Aspiration: Hire someone to fix our fridge. As complete as it can be! I did find someone to come out and look at our fridge. Turns out, he couldn’t fix it because our fridge is awful and cannot be fixed! Woo hoo! For reference, our fridge is a GE but made by Samsung. It has a GE logo on it, so when I made the appointment, I told the receptionist that it was a GE fridge. As soon as the service person arrived and realized that it is a Samsung fridge, he said, “I can’t fix this. I wouldn’t have come out here if I had known in advance that it is a Samsung, because I have experience with this kind of fridge and it is unfixable.” He did decline to charge me the service fee just for showing up, which was nice.
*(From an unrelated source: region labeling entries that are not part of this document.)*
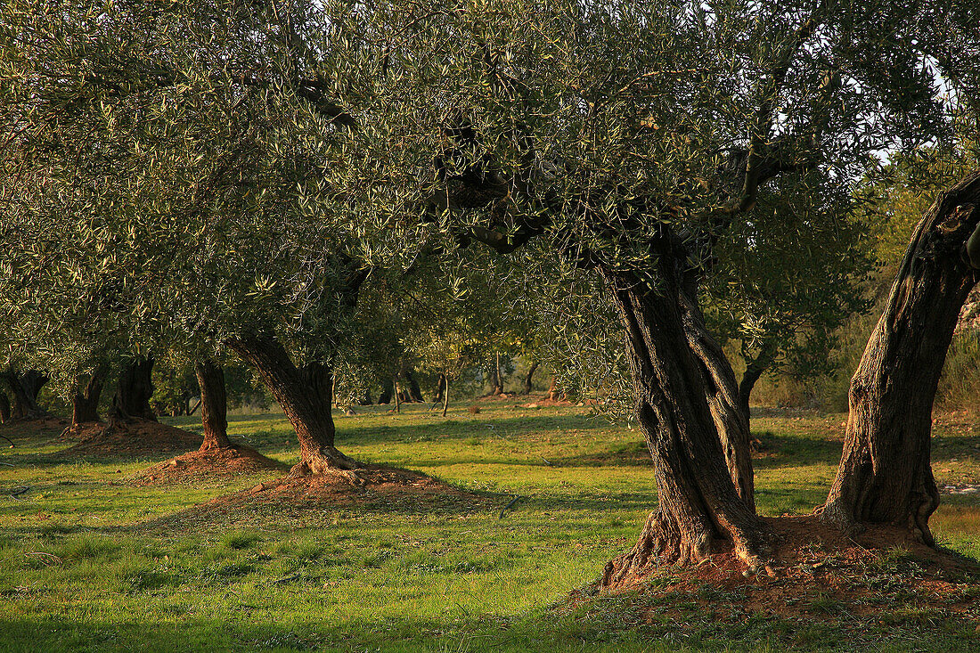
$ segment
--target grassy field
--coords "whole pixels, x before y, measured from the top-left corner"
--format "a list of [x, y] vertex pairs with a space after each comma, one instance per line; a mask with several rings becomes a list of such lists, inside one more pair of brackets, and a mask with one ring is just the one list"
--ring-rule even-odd
[[[721, 622], [639, 595], [566, 607], [569, 591], [636, 537], [656, 500], [649, 456], [637, 430], [588, 408], [515, 404], [447, 419], [417, 405], [337, 419], [345, 452], [482, 493], [491, 507], [478, 511], [327, 505], [282, 519], [161, 522], [270, 477], [138, 486], [130, 478], [150, 460], [66, 462], [52, 456], [64, 443], [22, 433], [0, 453], [0, 650], [980, 650], [975, 625], [916, 612], [914, 592], [848, 635], [839, 627], [857, 618], [821, 610], [819, 597], [807, 622]], [[762, 514], [821, 502], [843, 420], [754, 421], [766, 445], [756, 461]], [[281, 415], [233, 418], [229, 431], [297, 459]], [[937, 425], [941, 486], [980, 483], [977, 432], [964, 417]], [[937, 539], [980, 559], [980, 494], [943, 500]], [[652, 617], [629, 618], [644, 601]]]

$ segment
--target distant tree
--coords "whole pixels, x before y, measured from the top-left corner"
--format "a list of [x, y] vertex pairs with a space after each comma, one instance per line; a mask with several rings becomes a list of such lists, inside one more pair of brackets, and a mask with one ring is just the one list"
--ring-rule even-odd
[[540, 238], [607, 282], [660, 502], [606, 583], [719, 539], [750, 566], [765, 552], [701, 289], [718, 238], [777, 177], [783, 196], [822, 192], [814, 170], [848, 186], [873, 152], [948, 136], [923, 61], [968, 77], [977, 8], [943, 4], [324, 5], [311, 49], [343, 72], [331, 99], [361, 126], [330, 183], [430, 237], [501, 254]]
[[851, 214], [851, 198], [828, 194], [843, 188], [813, 186], [806, 194], [760, 192], [718, 243], [719, 263], [705, 284], [709, 326], [722, 343], [738, 342], [745, 361], [738, 401], [746, 418], [763, 374], [830, 373], [837, 329], [869, 305], [869, 224]]

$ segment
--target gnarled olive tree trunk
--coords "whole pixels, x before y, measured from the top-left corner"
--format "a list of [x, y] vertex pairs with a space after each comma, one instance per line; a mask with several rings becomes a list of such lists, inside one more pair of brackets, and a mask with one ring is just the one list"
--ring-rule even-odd
[[531, 390], [534, 389], [534, 373], [537, 372], [540, 365], [540, 363], [531, 363], [530, 367], [527, 368], [527, 375], [524, 377], [524, 389], [520, 391], [521, 394], [530, 394]]
[[629, 584], [655, 564], [698, 561], [724, 540], [750, 567], [766, 552], [768, 530], [726, 465], [708, 398], [714, 377], [700, 355], [713, 340], [696, 324], [700, 312], [685, 308], [690, 303], [675, 274], [683, 260], [661, 257], [665, 283], [656, 291], [635, 275], [603, 270], [626, 332], [636, 413], [659, 498], [636, 545], [607, 565], [606, 586]]
[[47, 415], [47, 411], [37, 404], [37, 395], [48, 382], [47, 376], [37, 370], [18, 373], [13, 367], [3, 373], [2, 377], [10, 387], [14, 405], [10, 412], [14, 420], [35, 420]]
[[749, 411], [742, 410], [735, 371], [721, 344], [705, 326], [701, 308], [693, 301], [685, 301], [682, 311], [688, 344], [701, 362], [705, 398], [714, 420], [728, 474], [739, 496], [755, 511], [756, 481], [752, 469]]
[[738, 384], [739, 410], [745, 415], [746, 420], [751, 420], [751, 410], [749, 409], [749, 399], [752, 397], [752, 388], [756, 387], [756, 382], [761, 378], [762, 373], [769, 369], [776, 359], [776, 343], [767, 341], [762, 345], [759, 354], [752, 360], [746, 361], [745, 373], [742, 380]]
[[194, 375], [201, 388], [201, 426], [204, 442], [200, 451], [228, 449], [228, 401], [224, 388], [224, 371], [210, 358], [194, 362]]
[[888, 305], [851, 379], [844, 455], [820, 512], [842, 527], [894, 524], [934, 544], [932, 405], [959, 310], [980, 269], [980, 171], [915, 228]]
[[293, 425], [300, 441], [300, 462], [290, 476], [361, 467], [333, 444], [336, 427], [330, 405], [333, 374], [329, 367], [311, 364], [302, 370], [297, 368], [285, 347], [268, 335], [231, 340], [227, 344], [255, 367]]
[[153, 364], [152, 356], [149, 358], [139, 356], [122, 366], [116, 386], [116, 396], [113, 397], [113, 410], [117, 418], [157, 421], [157, 414], [150, 408], [150, 397], [153, 396]]
[[82, 384], [82, 379], [75, 378], [72, 387], [72, 427], [77, 428], [86, 422], [99, 421], [99, 398], [106, 382], [106, 367], [100, 365]]
[[424, 403], [425, 398], [422, 397], [422, 389], [418, 386], [418, 381], [416, 380], [416, 377], [412, 373], [412, 370], [405, 371], [405, 380], [408, 381], [409, 386], [408, 401], [418, 404]]

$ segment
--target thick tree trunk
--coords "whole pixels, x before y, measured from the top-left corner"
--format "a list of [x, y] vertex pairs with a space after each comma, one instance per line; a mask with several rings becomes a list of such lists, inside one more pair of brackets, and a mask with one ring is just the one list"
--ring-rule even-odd
[[501, 374], [500, 370], [500, 354], [496, 354], [494, 359], [493, 371], [491, 372], [490, 384], [493, 388], [490, 390], [490, 394], [497, 396], [504, 394], [504, 375]]
[[898, 525], [934, 544], [932, 405], [959, 310], [978, 279], [978, 204], [975, 171], [940, 195], [915, 228], [851, 379], [844, 455], [821, 509], [827, 522]]
[[705, 326], [700, 307], [690, 300], [682, 304], [684, 332], [704, 376], [705, 397], [714, 420], [725, 465], [735, 489], [755, 511], [755, 477], [752, 470], [752, 434], [748, 413], [739, 407], [738, 382], [728, 357]]
[[47, 415], [47, 412], [37, 405], [37, 394], [48, 382], [48, 377], [36, 370], [18, 374], [13, 367], [3, 374], [4, 380], [10, 387], [14, 398], [11, 419], [34, 420]]
[[752, 388], [756, 387], [756, 381], [758, 381], [761, 377], [762, 373], [769, 369], [772, 362], [775, 360], [776, 346], [774, 343], [766, 342], [762, 345], [760, 350], [759, 355], [756, 358], [746, 361], [745, 373], [742, 375], [742, 380], [738, 384], [738, 405], [739, 410], [742, 415], [745, 416], [747, 421], [752, 418], [752, 411], [749, 408], [749, 399], [752, 397]]
[[559, 387], [558, 387], [558, 379], [555, 378], [554, 376], [552, 376], [551, 384], [548, 385], [548, 400], [549, 401], [558, 401], [559, 398], [564, 399], [564, 393], [562, 392], [559, 389]]
[[381, 381], [381, 394], [377, 397], [377, 403], [379, 404], [390, 404], [391, 398], [395, 394], [395, 381], [391, 378], [385, 378]]
[[435, 382], [435, 396], [432, 397], [432, 402], [437, 404], [442, 401], [445, 391], [446, 375], [439, 375], [439, 378]]
[[275, 397], [300, 441], [300, 462], [291, 476], [355, 470], [361, 465], [333, 445], [336, 428], [331, 413], [332, 371], [323, 365], [298, 369], [274, 338], [231, 340], [228, 346], [256, 368]]
[[194, 375], [201, 388], [201, 426], [204, 427], [204, 442], [201, 443], [200, 450], [230, 448], [224, 371], [211, 359], [205, 358], [195, 361]]
[[72, 428], [77, 428], [86, 422], [99, 421], [99, 398], [106, 382], [106, 368], [100, 365], [88, 377], [84, 385], [76, 378], [72, 388]]
[[120, 372], [113, 408], [117, 417], [138, 418], [157, 421], [157, 415], [150, 408], [153, 396], [153, 357], [134, 358]]
[[537, 370], [538, 370], [538, 364], [531, 363], [531, 367], [527, 369], [527, 376], [524, 377], [524, 389], [521, 391], [521, 394], [530, 394], [531, 390], [534, 389], [532, 381], [534, 378], [534, 373], [537, 372]]
[[424, 403], [425, 399], [422, 397], [422, 389], [418, 387], [418, 381], [416, 380], [415, 376], [412, 374], [412, 370], [406, 371], [405, 380], [408, 381], [409, 385], [409, 401], [417, 404]]
[[[722, 541], [751, 568], [767, 553], [768, 530], [752, 501], [739, 495], [725, 462], [708, 400], [710, 377], [689, 337], [687, 323], [700, 315], [685, 309], [676, 274], [682, 263], [661, 258], [663, 287], [656, 292], [633, 275], [604, 271], [626, 332], [636, 413], [659, 499], [637, 544], [607, 565], [606, 586], [629, 584], [656, 564], [699, 561]], [[707, 331], [699, 331], [701, 344], [710, 346], [705, 337]]]

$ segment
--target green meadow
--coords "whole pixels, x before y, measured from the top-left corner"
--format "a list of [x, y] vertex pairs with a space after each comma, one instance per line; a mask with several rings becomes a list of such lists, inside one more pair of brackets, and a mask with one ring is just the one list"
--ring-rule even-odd
[[[569, 593], [631, 546], [656, 503], [643, 437], [588, 407], [512, 399], [481, 409], [442, 418], [416, 404], [337, 417], [346, 453], [472, 491], [482, 498], [472, 506], [266, 506], [212, 522], [182, 511], [270, 476], [140, 486], [132, 477], [165, 457], [66, 461], [53, 455], [68, 446], [57, 433], [8, 433], [0, 650], [980, 650], [977, 624], [922, 608], [915, 592], [874, 619], [819, 596], [803, 597], [813, 606], [804, 621], [720, 620], [682, 597], [646, 594], [571, 605]], [[754, 420], [762, 514], [807, 514], [821, 502], [844, 419]], [[168, 422], [200, 427], [194, 418]], [[298, 460], [281, 415], [229, 422], [232, 439]], [[980, 483], [976, 428], [950, 418], [936, 431], [939, 484]], [[931, 522], [937, 539], [980, 560], [980, 494], [943, 502]], [[717, 599], [738, 605], [737, 595]]]

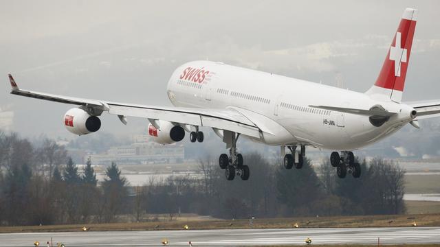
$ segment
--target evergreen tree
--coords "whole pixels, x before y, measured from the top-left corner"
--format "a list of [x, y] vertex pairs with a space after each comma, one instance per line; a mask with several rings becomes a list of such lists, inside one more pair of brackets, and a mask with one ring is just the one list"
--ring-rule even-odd
[[60, 183], [63, 181], [63, 177], [61, 176], [61, 173], [58, 169], [58, 167], [55, 167], [55, 168], [54, 169], [52, 181], [55, 183]]
[[113, 221], [115, 216], [123, 207], [123, 203], [126, 196], [126, 180], [121, 177], [121, 171], [116, 163], [111, 163], [105, 172], [106, 178], [102, 182], [104, 189], [104, 220], [106, 222]]
[[63, 177], [67, 185], [78, 184], [80, 181], [80, 176], [78, 174], [78, 168], [75, 166], [71, 157], [67, 159], [66, 169], [63, 174]]
[[307, 158], [300, 169], [285, 169], [280, 165], [275, 179], [278, 200], [287, 204], [294, 215], [311, 213], [309, 211], [314, 201], [323, 193], [318, 176]]
[[104, 186], [113, 184], [124, 187], [126, 185], [126, 179], [124, 177], [121, 177], [121, 171], [115, 162], [112, 162], [111, 165], [107, 167], [105, 175], [107, 178], [104, 178]]
[[87, 158], [87, 162], [84, 167], [84, 174], [82, 175], [82, 180], [84, 184], [93, 186], [96, 186], [96, 183], [98, 183], [95, 170], [91, 167], [91, 161], [90, 160], [90, 157]]

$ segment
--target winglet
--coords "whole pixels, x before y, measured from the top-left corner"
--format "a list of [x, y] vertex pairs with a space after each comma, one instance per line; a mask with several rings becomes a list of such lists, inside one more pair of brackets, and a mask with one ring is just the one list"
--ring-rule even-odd
[[19, 90], [19, 86], [16, 85], [16, 83], [15, 83], [15, 80], [14, 80], [12, 75], [11, 75], [10, 73], [8, 73], [8, 76], [9, 76], [9, 82], [11, 83], [12, 91]]

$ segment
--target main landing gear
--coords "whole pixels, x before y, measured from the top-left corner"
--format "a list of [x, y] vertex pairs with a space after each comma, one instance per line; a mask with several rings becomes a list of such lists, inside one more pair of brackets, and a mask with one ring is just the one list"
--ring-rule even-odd
[[241, 180], [249, 179], [250, 171], [248, 165], [243, 164], [243, 155], [236, 152], [236, 141], [240, 134], [232, 133], [232, 147], [229, 150], [229, 156], [221, 154], [219, 158], [220, 168], [225, 169], [225, 175], [228, 180], [234, 180], [235, 175], [239, 176]]
[[353, 178], [360, 176], [360, 165], [355, 162], [355, 156], [353, 152], [342, 151], [340, 155], [338, 152], [333, 152], [330, 155], [330, 163], [333, 167], [336, 167], [336, 173], [340, 178], [344, 178], [349, 172]]
[[[296, 152], [296, 145], [287, 146], [291, 154], [286, 154], [284, 156], [283, 165], [286, 169], [292, 169], [294, 165], [295, 168], [302, 168], [302, 164], [304, 164], [304, 158], [305, 157], [305, 145], [302, 145], [300, 152]], [[284, 146], [281, 146], [281, 154], [285, 153], [285, 150]]]
[[204, 132], [199, 131], [199, 127], [196, 126], [195, 131], [191, 131], [190, 133], [190, 141], [192, 143], [197, 141], [198, 142], [204, 141]]

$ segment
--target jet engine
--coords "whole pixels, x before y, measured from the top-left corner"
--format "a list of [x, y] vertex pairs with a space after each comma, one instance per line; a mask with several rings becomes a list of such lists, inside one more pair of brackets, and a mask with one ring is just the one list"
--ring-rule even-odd
[[182, 126], [175, 126], [168, 121], [156, 121], [159, 128], [153, 124], [148, 125], [148, 134], [154, 141], [161, 144], [170, 144], [182, 141], [185, 137], [185, 130]]
[[101, 128], [101, 120], [81, 108], [74, 108], [64, 115], [64, 126], [69, 132], [82, 135], [98, 131]]

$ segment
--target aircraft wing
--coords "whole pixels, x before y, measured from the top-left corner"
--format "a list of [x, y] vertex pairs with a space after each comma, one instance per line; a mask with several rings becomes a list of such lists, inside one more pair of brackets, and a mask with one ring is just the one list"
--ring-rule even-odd
[[244, 115], [232, 108], [155, 106], [77, 98], [20, 89], [10, 74], [9, 80], [12, 86], [11, 94], [84, 106], [96, 113], [107, 111], [109, 114], [118, 115], [122, 122], [124, 121], [122, 120], [124, 117], [143, 117], [148, 120], [169, 121], [175, 124], [211, 127], [260, 138], [259, 128]]
[[416, 119], [440, 117], [440, 99], [406, 103], [417, 111]]
[[364, 116], [379, 116], [379, 117], [391, 117], [393, 115], [396, 114], [396, 113], [391, 113], [386, 110], [380, 106], [373, 106], [370, 109], [356, 109], [356, 108], [327, 106], [309, 106], [318, 108], [318, 109], [334, 110], [334, 111], [338, 111], [340, 113], [351, 113], [351, 114], [364, 115]]

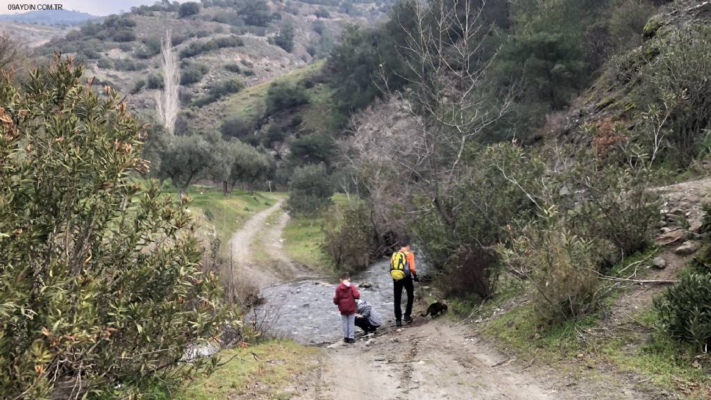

And then he gave me a very detailed and maddening backstory about why our fridge is the way that it is. (Has to do with the type of cooling system Samsung uses in their fridges, which is very complicated but in a nutshell sucks and causes all sorts of issues including but not limited to the ones we have been having. There has been at least one class action lawsuit against Samsung for the issue, according to the service person, but as I understand it, there have been no major consequences so Samsung continues to manufacture the exact same type of fridge and produce the exact same type of problems.) He also made a couple of suggestions about how to temporarily alleviate the issue (empty it completely, let it sit unplugged for three days), which we tried, and which worked, but was indeed very temporary. So. We still have the fridge, it’s still a piece of crap, but at the time of this writing – I realize anything could change at any time – it cools and holds a lot of food and is very beautiful so we haven’t shelled out the thousands of dollars that replacing it would require.

Aspiration: Clean our basement and finalize a craft space for Carla. Complete! This happened! Carla uses it on the regular! I promise I will post about it in more detail.

Reach Aspiration: PAINT THE BASEBOARDS MY GOD IT HAS BEEN 11 YEARS. Year Twelve, still green, baby! 

By my count, that’s half complete and half incomplete. Since these were aspirations and not set-in-stone goals, I am happy to celebrate the successes and shrug at the things that weren’t a big enough priority to address in 2022. But some of these may make an appearance on my 2023 list… we’ll see.